Dal 15 dicembre 1972 iniziò la lunga vicenda giudiziaria di Valpreda, che si sarebbe conclusa solo nel 1987, con l’assoluzione per insufficienza di prove pronunciata dalla Corte di appello di Bari e confermata dalla Cassazione.
Nei 48 giorni successivi al suo arresto gli fu impedito il colloquio con il suo legale. Rimase in carcere per tre anni, durante i quali pubblicò tre libri: Lettere dal carcere del sistema (1972), con introduzione della sorella Maddalena; Poesie dal carcere: versi d’amore e di rabbia di un uomo che accusa (1973), con prefazione di Adele Cambria; È lui! Diario dalla galera 1969-1972. Quello che può capitare a un cittadino italiano con idee un po’ diverse (1974), con prefazione di Camilla Cederna.
Poté uscire dal carcere solo grazie all’approvazione, il 15 dicembre 1972, della l. 773 (Modificazioni al codice di procedura penale al fine di accelerare e semplificare i procedimenti), detta poi legge Valpreda, che rimosse il divieto di concessione della libertà provvisoria nei confronti di imputati di reati per i quali la cattura fosse obbligatoria. Alle elezioni politiche del 1972 fu candidato capolista a Roma nelle liste elettorali del Manifesto, senza risultare eletto.

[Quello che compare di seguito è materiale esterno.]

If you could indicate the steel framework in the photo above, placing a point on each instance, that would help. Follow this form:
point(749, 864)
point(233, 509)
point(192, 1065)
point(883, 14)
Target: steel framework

L’accusa poggiava sostanzialmente sulla testimonianza di Rolandi e su alcune contraddizioni dello stesso Valpreda circa i suoi spostamenti nei giorni precedenti. Ma soprattutto si fondava sulla convinzione pertinace della questura di Milano e del suo ufficio politico, guidato da Antonino Allegra e Luigi Calabresi, certi della matrice anarchica di tutta la serie di attentati che aveva colpito il milanese dalla fine degli anni Sessanta. Conosciuto per le sue posizioni radicali e in conflitto con parte dello stesso movimento anarchico milanese, Valpreda era stato individuato come il responsabile della strage di Milano, e la stessa chiamata di Pinelli all’interrogatorio in questura, conclusa con la sua morte (15 dicembre 1969), era stata motivata dall’idea che Pinelli fosse a conoscenza del coinvolgimento di Valpreda.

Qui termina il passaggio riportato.